Since the industrial revolution humans have looked for ways to speed up processes and improve productivity – essentially get more for less effort.
It wasn’t until the 1940s that the term automation was first used by an engineering manager at Ford. But it was seen long before then – the development of water wheels, pulley systems and the loom, are just a few mechanical tools used to help us produce more output without the requirement to increase human effort and time. In the industrial world we can see automation in action, picture car manufacturing lines for example. The development of the computer in the 1960s saw the start of the digital revolution and a whole new ball game began. From here we have seen the rapid evolution of software applications that can achieve automation using digital technology. Essentially software enabled us to automate repetitive, often time consuming, tasks or processes, which previously would have relied on humans interacting with a computer. But this rapid increase in the use of digital automation into all industries and business units is invisible to us.
Automation in a digital environment
Automation in the digital environment has been established since the 1990s and is tried, tested and trusted. For example, finance departments have used it to compile financial reports; recruitment agencies will use it to review CVs and pick out key criteria for choosing a CV to look at in more detail; and comparison websites are the classic example in the public domain – you put in a set of criteria then software robots search other sites so you don’t have to.
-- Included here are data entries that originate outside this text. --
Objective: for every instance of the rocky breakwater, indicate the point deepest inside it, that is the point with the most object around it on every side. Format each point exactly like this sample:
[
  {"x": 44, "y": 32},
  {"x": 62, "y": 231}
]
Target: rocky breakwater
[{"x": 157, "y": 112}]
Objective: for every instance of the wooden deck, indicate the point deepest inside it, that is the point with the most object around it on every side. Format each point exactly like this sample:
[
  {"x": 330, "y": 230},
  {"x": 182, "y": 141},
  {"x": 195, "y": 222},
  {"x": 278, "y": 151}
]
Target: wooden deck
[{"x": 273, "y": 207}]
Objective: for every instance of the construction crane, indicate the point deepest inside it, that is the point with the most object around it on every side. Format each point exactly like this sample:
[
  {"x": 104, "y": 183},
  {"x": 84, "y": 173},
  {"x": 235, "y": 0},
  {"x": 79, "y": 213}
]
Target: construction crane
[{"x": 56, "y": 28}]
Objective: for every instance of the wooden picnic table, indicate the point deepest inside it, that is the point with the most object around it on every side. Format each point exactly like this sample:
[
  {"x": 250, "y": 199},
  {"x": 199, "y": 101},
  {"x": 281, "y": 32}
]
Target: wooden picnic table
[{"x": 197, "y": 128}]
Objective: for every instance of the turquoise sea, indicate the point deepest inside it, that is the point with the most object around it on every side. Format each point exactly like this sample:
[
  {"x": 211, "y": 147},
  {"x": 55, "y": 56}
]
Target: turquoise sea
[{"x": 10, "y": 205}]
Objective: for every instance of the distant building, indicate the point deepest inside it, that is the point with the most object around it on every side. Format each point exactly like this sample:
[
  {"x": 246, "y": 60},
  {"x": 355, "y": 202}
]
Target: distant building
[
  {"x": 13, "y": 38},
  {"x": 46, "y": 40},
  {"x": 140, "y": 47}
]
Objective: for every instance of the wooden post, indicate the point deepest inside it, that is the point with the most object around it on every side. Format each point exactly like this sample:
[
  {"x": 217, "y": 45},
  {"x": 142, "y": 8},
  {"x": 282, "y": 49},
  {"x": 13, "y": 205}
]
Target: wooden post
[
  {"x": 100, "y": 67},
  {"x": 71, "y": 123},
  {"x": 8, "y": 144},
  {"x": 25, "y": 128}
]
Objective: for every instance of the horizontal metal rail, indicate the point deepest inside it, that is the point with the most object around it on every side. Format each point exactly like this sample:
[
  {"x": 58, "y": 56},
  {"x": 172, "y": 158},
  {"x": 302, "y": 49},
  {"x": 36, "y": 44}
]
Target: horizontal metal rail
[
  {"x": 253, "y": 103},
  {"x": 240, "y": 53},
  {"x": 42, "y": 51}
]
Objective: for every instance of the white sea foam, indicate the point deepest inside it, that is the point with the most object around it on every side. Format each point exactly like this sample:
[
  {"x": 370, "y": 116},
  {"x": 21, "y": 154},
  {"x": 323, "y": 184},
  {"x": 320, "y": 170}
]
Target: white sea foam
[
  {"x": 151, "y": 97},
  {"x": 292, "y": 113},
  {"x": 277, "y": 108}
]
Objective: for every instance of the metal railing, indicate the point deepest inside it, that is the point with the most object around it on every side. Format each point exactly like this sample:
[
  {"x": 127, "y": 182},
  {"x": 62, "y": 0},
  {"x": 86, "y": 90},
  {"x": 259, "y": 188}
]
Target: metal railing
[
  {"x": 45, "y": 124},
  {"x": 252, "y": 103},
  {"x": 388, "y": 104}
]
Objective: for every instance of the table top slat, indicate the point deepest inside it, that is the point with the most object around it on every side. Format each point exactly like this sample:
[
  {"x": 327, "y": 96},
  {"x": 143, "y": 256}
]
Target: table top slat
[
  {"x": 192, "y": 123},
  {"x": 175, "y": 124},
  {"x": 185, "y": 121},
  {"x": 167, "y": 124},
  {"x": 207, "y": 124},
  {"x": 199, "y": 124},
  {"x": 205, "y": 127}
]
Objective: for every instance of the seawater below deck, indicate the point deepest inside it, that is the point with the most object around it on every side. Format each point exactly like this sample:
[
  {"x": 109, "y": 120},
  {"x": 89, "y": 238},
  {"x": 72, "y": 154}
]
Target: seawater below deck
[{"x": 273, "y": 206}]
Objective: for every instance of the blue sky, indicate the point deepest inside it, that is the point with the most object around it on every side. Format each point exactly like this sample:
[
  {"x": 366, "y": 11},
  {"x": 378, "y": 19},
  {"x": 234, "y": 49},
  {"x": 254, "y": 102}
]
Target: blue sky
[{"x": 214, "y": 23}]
These software robots take the user’s request for a product, search other vendor sites and find the cheapest available whether its – insurance, holidays, or loans.
It has been used in healthcare too – although largely by the IT teams to automate back end processes. As an example, digital automation tools have been in the toolkit of software testers to augment, or replace, the often-used test scripts keyed manually by a bank of users. Not only is the technology used to test the applications, it has supported numerous cases of data transfer where vendors are unwilling or unable to process data files.
Process automation in a connected digital environment
As technology has moved on so have the capabilities of automation software. The term we use today to describe this technology is robotic process automation (RPA).
This technology allows users to train a software based “robot” to move a mouse cursor, press buttons, type text, read from screens and images, and interact with key productivity software and existing applications.
The opportunity in health now is for end users, admin staff, and clinicians start to use and benefit from this technology.
A key message of the NHS ten-year plan is interoperability – transferring information seamlessly from one system to another. In small pockets this is being achieved through the transfer of data from standards-based data formats such as FHIR and HL7 which are being processed into front-end input and vice versa. This approach is incredibly useful where the destination solution has a need for information to be processed via rules and validation that would otherwise be missed through direct data transfer.
However, data doesn’t necessarily need rules and validation to be transferred between systems. So why isn’t RPA being used more to support the vision of the ten-year plan when it can support the joining up of our health and care systems?
Why is healthcare on the back foot?
Healthcare seems to be on the back foot when it comes to the adoption of process automation using RPA. Though physical robots have been seen in the pharmacy for around 15 years, the move to process automation across other healthcare settings seems to be hindered. Is trust the barrier, or is there a lack of awareness of the capability, and the availability of the technology?
We all understand the physical, but we can’t visualise it so easily in the digital world. People ask: how can you trust a robot not to make a mistake? The answer – humans are more likely to make a mistake. People are concerned that robots misinterpret information whereas a human has the ability to understand what is there and contextualise. There will always be cases where we need humans to interpret data – can software interpret different handwriting styles? Not all, not yet, but great strides are being made in this area.
But a repetitive task that might take a human over forty hours of a working week to complete could be completed within a little over two full days through RPA. Humans need sleep, they need breaks – an automated task can run 24/7 without a break and multiple instances of these automated tasks can be executing the same processes concurrently, to achieve capacity. And automation will do it consistently every time. Each of us, with our individual nuances and experiences will read a manual and inevitably interpret it differently. The quality of output from human interaction is dependent on this interpretation. Quality of outputs from automated processes are not subject to variances in interpretation and therefore will be consistent all the time.
Another issue for people is that it’s invisible; you can’t see software automation in the same way we can see automation in manufacturing. There is nothing tangible except the process being completed with higher accuracy, speed and potentially with less human input.
Uses cases in health
RPA in the NHS has been offering demonstrably positive outcomes for many areas. Some examples are:
- Automating areas of appointment management has allowed trusts to process cancelled slots in a shorter timeframe, enabling patients who are available to have their appointments brought forward.
- Another example is the processing of deceased updates into local systems for patients who are no longer in the catchment area supported by the service thus reducing the risk of inappropriate contact.
- And finally automating the selective updates of TRUD information into key systems and providing a top-up service between releases.
And these are just the tip of the iceberg. At such an early stage of adoption, awareness of the capabilities of RPA is important whilst we grow more comfortable with it.